Deuxièmement, même si l'entreprise mise sur les retraites pour éviter de licencier massivement, ce n'est que pour ses propres intérêts... et pour éviter des mouvements de contestation. Car, au final, c'est toujours la classe des prolétaires qui est perdante. En effet, que des personnes soient licenciées ou non revient au même. Au bout du compte, 800 postes seront perdus, ce qui va empêcher 800 nouveaux travailleurs de trouver du travail pour pouvoir vivre décemment (ou survivre). Si on ajoute les 1200 postes condamnés par RailFit 20/30 à disparaître, cela nous fait la coquette somme de 2000 postes... Un village entier ! C'est énorme, pour un pays d'à peine 8 millions d'habitants.
Et ce n'est que le début. Les postes continuent évidemment de disparaître également dans d'autres entreprises, en Suisse comme ailleurs. Une seule étoile guide nos chers patrons : la rentabilité, promue par le pillage sur nos conditions de vie.
Pour nous aussi, il n'y a qu'une seule étoile qui puisse véritablement nous guider : la solidarité. Solidarité à travers les frontières fictives érigées par le pouvoir, car, dans tous les pays et dans tous les secteurs, et en particulier dans celui des transports, le pillage sur nos conditions d'existence est de mise. Solidarité entre travailleurs et usagers des transports, car ce que subissent les uns se répercute sur les autres. Solidarité entre les travailleurs de la même entreprise, même s'ils sont divisés par section.
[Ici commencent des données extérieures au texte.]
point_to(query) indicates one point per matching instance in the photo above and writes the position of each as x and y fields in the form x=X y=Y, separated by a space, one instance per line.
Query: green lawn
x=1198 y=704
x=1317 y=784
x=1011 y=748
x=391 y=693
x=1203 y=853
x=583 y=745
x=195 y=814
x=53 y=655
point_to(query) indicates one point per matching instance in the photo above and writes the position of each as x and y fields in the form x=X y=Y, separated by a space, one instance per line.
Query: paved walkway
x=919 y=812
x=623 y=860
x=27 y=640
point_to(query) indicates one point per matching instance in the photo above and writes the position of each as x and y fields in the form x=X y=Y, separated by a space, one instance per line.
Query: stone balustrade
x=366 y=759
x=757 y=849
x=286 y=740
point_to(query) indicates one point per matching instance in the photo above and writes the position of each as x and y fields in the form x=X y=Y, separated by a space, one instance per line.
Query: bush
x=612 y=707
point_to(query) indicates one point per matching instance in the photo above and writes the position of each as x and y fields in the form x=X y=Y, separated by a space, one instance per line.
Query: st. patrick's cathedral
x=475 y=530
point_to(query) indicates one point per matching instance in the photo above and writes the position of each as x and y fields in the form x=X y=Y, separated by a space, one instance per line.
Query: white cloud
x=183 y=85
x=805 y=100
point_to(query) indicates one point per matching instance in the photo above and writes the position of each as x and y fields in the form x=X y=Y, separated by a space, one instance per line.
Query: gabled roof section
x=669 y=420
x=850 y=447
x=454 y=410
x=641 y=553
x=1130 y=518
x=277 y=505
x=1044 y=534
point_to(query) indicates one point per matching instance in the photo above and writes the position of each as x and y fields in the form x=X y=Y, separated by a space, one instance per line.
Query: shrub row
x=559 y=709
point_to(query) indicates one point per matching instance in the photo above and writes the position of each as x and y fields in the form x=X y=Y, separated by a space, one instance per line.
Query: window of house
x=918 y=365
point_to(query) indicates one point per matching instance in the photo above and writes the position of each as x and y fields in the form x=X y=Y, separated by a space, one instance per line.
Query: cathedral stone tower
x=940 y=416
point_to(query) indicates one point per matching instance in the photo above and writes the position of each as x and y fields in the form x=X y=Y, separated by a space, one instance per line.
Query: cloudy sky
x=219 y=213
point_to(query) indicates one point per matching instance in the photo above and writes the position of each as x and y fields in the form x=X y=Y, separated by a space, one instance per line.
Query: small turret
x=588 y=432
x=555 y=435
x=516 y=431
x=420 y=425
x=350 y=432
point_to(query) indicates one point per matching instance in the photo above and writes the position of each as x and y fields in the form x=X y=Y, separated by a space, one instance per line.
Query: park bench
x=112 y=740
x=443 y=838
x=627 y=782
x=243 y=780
L'"Europe" (c'est-à-dire l'"Union Européenne") n'est qu'un pretexte pour mettre en oeuvre le programme du capital, un paravent dont on se sert pour mieux faire avaler la pillule des "réformes", autrement dit des mesures destinées à démanteler les droits durement acquis des travailleurs. Mais l'exemple de la Suisse qui n'est jamais "rentrée" dans l'"Europe" et s'en porte aussi mal est là pour prouver que la bourgeoisie peut très bien se passer d'elle pour tondre les travailleurs. Pour les voisins de la Suisse, soumis à la dictature "européenne" du capital (qui prend ici le masque et l'excuse de l'UE), "sortir" de l'Europe ne pourra les mener nulle part. Pour les prolétaires de Suisse et d'ailleurs une seule solution: sortir du capitalisme, et donc le détruire. Le plus tôt sera le mieux.
Ce n'est que par la solidarité que l'on pourra lutter de manière efficace contre ce système absurde dont la seule survie réside dans la guerre qu'il mène contre ce qui génère sa richesse : nous, les prolétaires.